Tech entrepreneur Martin Sorrell echoed McWilliams’s views in his digital ad business S4 Capital’s annual statement earlier this week.
“It’s true growth has slowed, but it’s not as bad as people would have you believe,” he said, reporting a 29 per cent jump in quarterly net revenues to £250 million.
Joe Chernov, marketing expert and chief marketing officer at US software firm Pendo, says the Covid pandemic “accelerated” changes in society.
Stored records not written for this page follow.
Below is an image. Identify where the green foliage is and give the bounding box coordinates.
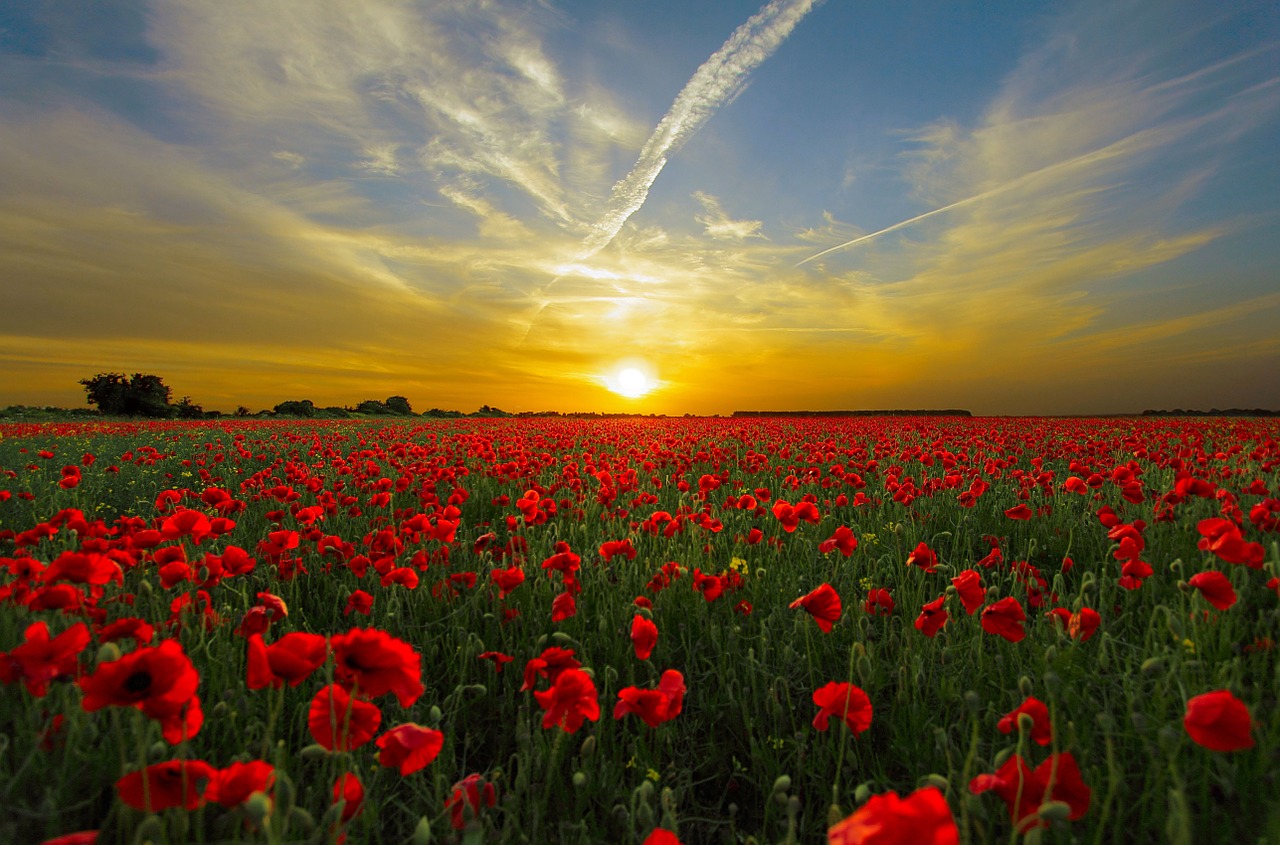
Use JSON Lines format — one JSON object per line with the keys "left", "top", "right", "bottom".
{"left": 272, "top": 399, "right": 316, "bottom": 417}
{"left": 386, "top": 395, "right": 414, "bottom": 415}
{"left": 78, "top": 372, "right": 173, "bottom": 417}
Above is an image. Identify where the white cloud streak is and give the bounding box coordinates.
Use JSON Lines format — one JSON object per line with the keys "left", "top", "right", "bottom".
{"left": 579, "top": 0, "right": 820, "bottom": 258}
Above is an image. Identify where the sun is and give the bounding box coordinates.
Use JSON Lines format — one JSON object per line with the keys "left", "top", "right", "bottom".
{"left": 609, "top": 366, "right": 652, "bottom": 398}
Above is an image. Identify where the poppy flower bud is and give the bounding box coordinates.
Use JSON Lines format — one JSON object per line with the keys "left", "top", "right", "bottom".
{"left": 922, "top": 773, "right": 949, "bottom": 791}
{"left": 301, "top": 743, "right": 330, "bottom": 761}
{"left": 854, "top": 782, "right": 871, "bottom": 804}
{"left": 94, "top": 641, "right": 122, "bottom": 664}
{"left": 429, "top": 706, "right": 442, "bottom": 725}
{"left": 964, "top": 690, "right": 982, "bottom": 714}
{"left": 827, "top": 803, "right": 844, "bottom": 827}
{"left": 636, "top": 780, "right": 655, "bottom": 804}
{"left": 572, "top": 771, "right": 587, "bottom": 788}
{"left": 552, "top": 632, "right": 577, "bottom": 646}
{"left": 411, "top": 816, "right": 432, "bottom": 845}
{"left": 1038, "top": 800, "right": 1072, "bottom": 822}
{"left": 245, "top": 792, "right": 273, "bottom": 825}
{"left": 580, "top": 736, "right": 596, "bottom": 758}
{"left": 148, "top": 740, "right": 168, "bottom": 762}
{"left": 771, "top": 775, "right": 791, "bottom": 796}
{"left": 1141, "top": 657, "right": 1164, "bottom": 675}
{"left": 1018, "top": 676, "right": 1033, "bottom": 697}
{"left": 1043, "top": 670, "right": 1061, "bottom": 695}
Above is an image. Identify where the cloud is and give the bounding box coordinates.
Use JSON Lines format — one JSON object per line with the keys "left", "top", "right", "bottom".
{"left": 579, "top": 0, "right": 820, "bottom": 256}
{"left": 693, "top": 192, "right": 765, "bottom": 241}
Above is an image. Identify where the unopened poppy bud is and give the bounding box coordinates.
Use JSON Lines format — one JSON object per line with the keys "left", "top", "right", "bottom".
{"left": 429, "top": 705, "right": 442, "bottom": 725}
{"left": 134, "top": 815, "right": 165, "bottom": 842}
{"left": 771, "top": 775, "right": 791, "bottom": 795}
{"left": 826, "top": 803, "right": 844, "bottom": 827}
{"left": 1168, "top": 559, "right": 1183, "bottom": 574}
{"left": 139, "top": 579, "right": 153, "bottom": 596}
{"left": 572, "top": 771, "right": 587, "bottom": 788}
{"left": 212, "top": 700, "right": 229, "bottom": 718}
{"left": 1043, "top": 670, "right": 1061, "bottom": 694}
{"left": 661, "top": 787, "right": 675, "bottom": 812}
{"left": 636, "top": 780, "right": 655, "bottom": 804}
{"left": 300, "top": 743, "right": 330, "bottom": 760}
{"left": 921, "top": 773, "right": 952, "bottom": 793}
{"left": 580, "top": 736, "right": 596, "bottom": 758}
{"left": 854, "top": 782, "right": 872, "bottom": 804}
{"left": 856, "top": 655, "right": 873, "bottom": 685}
{"left": 245, "top": 792, "right": 273, "bottom": 825}
{"left": 552, "top": 632, "right": 577, "bottom": 646}
{"left": 963, "top": 690, "right": 982, "bottom": 714}
{"left": 1140, "top": 657, "right": 1164, "bottom": 675}
{"left": 95, "top": 642, "right": 121, "bottom": 664}
{"left": 288, "top": 807, "right": 315, "bottom": 832}
{"left": 1037, "top": 800, "right": 1072, "bottom": 822}
{"left": 412, "top": 815, "right": 433, "bottom": 845}
{"left": 464, "top": 684, "right": 488, "bottom": 696}
{"left": 1017, "top": 712, "right": 1035, "bottom": 734}
{"left": 1018, "top": 675, "right": 1033, "bottom": 696}
{"left": 148, "top": 740, "right": 168, "bottom": 762}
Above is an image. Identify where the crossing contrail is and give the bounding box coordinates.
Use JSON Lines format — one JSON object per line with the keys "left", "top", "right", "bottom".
{"left": 579, "top": 0, "right": 821, "bottom": 258}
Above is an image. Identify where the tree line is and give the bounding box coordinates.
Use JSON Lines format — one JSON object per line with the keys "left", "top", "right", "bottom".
{"left": 69, "top": 373, "right": 511, "bottom": 419}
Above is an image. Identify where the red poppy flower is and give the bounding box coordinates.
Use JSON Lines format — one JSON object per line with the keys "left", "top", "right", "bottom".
{"left": 631, "top": 614, "right": 658, "bottom": 660}
{"left": 600, "top": 539, "right": 638, "bottom": 562}
{"left": 533, "top": 667, "right": 599, "bottom": 732}
{"left": 521, "top": 646, "right": 581, "bottom": 692}
{"left": 1188, "top": 570, "right": 1236, "bottom": 610}
{"left": 247, "top": 632, "right": 328, "bottom": 689}
{"left": 116, "top": 759, "right": 215, "bottom": 812}
{"left": 863, "top": 588, "right": 894, "bottom": 616}
{"left": 37, "top": 832, "right": 99, "bottom": 845}
{"left": 614, "top": 670, "right": 685, "bottom": 727}
{"left": 819, "top": 526, "right": 858, "bottom": 557}
{"left": 1196, "top": 518, "right": 1265, "bottom": 568}
{"left": 981, "top": 597, "right": 1026, "bottom": 643}
{"left": 790, "top": 583, "right": 842, "bottom": 633}
{"left": 642, "top": 830, "right": 683, "bottom": 845}
{"left": 446, "top": 774, "right": 496, "bottom": 829}
{"left": 827, "top": 785, "right": 959, "bottom": 845}
{"left": 490, "top": 565, "right": 526, "bottom": 598}
{"left": 42, "top": 551, "right": 122, "bottom": 587}
{"left": 330, "top": 627, "right": 424, "bottom": 706}
{"left": 997, "top": 696, "right": 1052, "bottom": 745}
{"left": 205, "top": 760, "right": 274, "bottom": 807}
{"left": 950, "top": 570, "right": 985, "bottom": 615}
{"left": 969, "top": 752, "right": 1090, "bottom": 830}
{"left": 812, "top": 681, "right": 873, "bottom": 733}
{"left": 915, "top": 595, "right": 949, "bottom": 638}
{"left": 1004, "top": 504, "right": 1033, "bottom": 521}
{"left": 344, "top": 590, "right": 373, "bottom": 617}
{"left": 906, "top": 542, "right": 939, "bottom": 573}
{"left": 160, "top": 509, "right": 213, "bottom": 543}
{"left": 333, "top": 773, "right": 364, "bottom": 823}
{"left": 79, "top": 638, "right": 202, "bottom": 743}
{"left": 543, "top": 588, "right": 574, "bottom": 620}
{"left": 1184, "top": 689, "right": 1254, "bottom": 752}
{"left": 308, "top": 684, "right": 382, "bottom": 751}
{"left": 691, "top": 569, "right": 724, "bottom": 602}
{"left": 478, "top": 651, "right": 513, "bottom": 672}
{"left": 1068, "top": 608, "right": 1100, "bottom": 642}
{"left": 0, "top": 621, "right": 90, "bottom": 697}
{"left": 376, "top": 723, "right": 445, "bottom": 775}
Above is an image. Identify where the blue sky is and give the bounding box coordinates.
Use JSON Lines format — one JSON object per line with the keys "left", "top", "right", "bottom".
{"left": 1, "top": 0, "right": 1277, "bottom": 414}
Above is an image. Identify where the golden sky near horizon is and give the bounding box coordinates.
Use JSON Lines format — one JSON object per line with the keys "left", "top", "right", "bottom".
{"left": 1, "top": 0, "right": 1278, "bottom": 415}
He says: “I think what's happening is that we're just beginning to see the downstream impacts of Covid on social norms. Whereas once norms may have evolved slowly, today it seems as if Covid accelerated changes. And social media sites may be struggling to adapt to a society that's changing at an unnatural rate."
Some previously more obscure platforms are already beginning to reap the benefits of expansion beyond the “traditional” social portals.
Searches for social media site Mastodon rose 4,404 per cent in the UK in November following Musk’s takeover of Twitter, according to analysis of Google data by website Cryptobetting.org, which warned the currently popular networks could go the same way as the likes of MySpace, Bebo and Google+.
Around 489,003 new users migrated to the site in the ten days after Musk’s takeover.
Not-for-profit Mastodon, which was set up by German software developer Eugen Roschko in 2016, is open-source, meaning anyone can make a server on it and store user data, which in theory does not allow any company or group to have too much control.
However, precious time spent building profiles on older platforms makes many people reluctant to make the move permanently.